As the film opens, we meet four buddies working out in a health club. They're played by Mark Wahlberg (of “Boogie Nights”), Lou Diamond Phillips, Bokeem Woodbine and Antonio Sabato Jr. The guys are hunks with big muscles, which we can study during a locker room scene where they stand around bare-bottomed while discussing Woodbine's recent discovery of masturbation, which he recommends as superior to intercourse, perhaps because it requires only one consenting adult.
Then they dress for work. They're all garbed as utility workers, with hard hats, toolboxes and wide leather belts holding wrenches and flashlights. As they saunter down the street to Graeme Revell's pumping soundtrack, they look like a downsized road company version of the Village People.
The plot: They attack the heavily defended high-rise stronghold of a rich pimp who has just purchased three new girls for $50,000 a head. They break in with guns blazing, and there's an extended action sequence ending with one of the heroes diving out of an upper floor on a bungee cord, just ahead of a shattering explosion. And so on.

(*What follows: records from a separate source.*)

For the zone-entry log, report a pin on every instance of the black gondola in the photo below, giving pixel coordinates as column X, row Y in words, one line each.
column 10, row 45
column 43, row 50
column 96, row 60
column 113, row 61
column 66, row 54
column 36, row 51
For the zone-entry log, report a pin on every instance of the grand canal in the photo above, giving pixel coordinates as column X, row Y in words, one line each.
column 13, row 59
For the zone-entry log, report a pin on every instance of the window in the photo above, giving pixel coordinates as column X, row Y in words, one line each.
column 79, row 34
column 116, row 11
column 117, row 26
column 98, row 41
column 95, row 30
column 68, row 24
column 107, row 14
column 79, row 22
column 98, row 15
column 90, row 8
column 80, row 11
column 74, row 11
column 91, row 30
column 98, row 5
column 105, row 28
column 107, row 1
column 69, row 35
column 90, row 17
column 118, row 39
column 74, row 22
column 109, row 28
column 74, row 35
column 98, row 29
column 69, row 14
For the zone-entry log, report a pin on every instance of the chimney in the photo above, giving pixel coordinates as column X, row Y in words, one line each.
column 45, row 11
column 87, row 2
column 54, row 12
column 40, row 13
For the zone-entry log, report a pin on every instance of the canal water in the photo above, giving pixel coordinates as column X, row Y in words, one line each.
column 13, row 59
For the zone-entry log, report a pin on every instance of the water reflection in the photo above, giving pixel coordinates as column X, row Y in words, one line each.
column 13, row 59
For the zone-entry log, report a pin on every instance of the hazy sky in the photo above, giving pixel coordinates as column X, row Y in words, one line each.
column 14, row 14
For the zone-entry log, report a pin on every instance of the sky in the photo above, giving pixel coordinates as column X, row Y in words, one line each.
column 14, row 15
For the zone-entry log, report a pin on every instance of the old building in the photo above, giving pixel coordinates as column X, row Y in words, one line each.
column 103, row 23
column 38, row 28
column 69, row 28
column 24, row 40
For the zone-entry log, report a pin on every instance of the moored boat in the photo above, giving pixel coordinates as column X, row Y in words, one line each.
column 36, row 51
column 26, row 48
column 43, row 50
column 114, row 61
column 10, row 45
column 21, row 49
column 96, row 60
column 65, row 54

They kidnap Keiko (China Chow), the daughter of a rich Japanese executive. Complications ensue, and she ends up in the hands, and later the car trunk, of the leader of the hit men, named Melvin Smiley (Wahlberg). This is most likely the first movie in which the hero hit man is named Melvin Smiley. But he does smile a lot, because his weakness is, “I can't stand the idea of people who don't like me.” You would think a hit man would have a lot of people walking around not liking him, but not if he is a good enough shot.
Keiko falls in love with Melvin with astonishing rapidity. Sure, she tries to escape, but by the end she realizes her future lies with his. Will this complicate Melvin's life? Not any more than it already is.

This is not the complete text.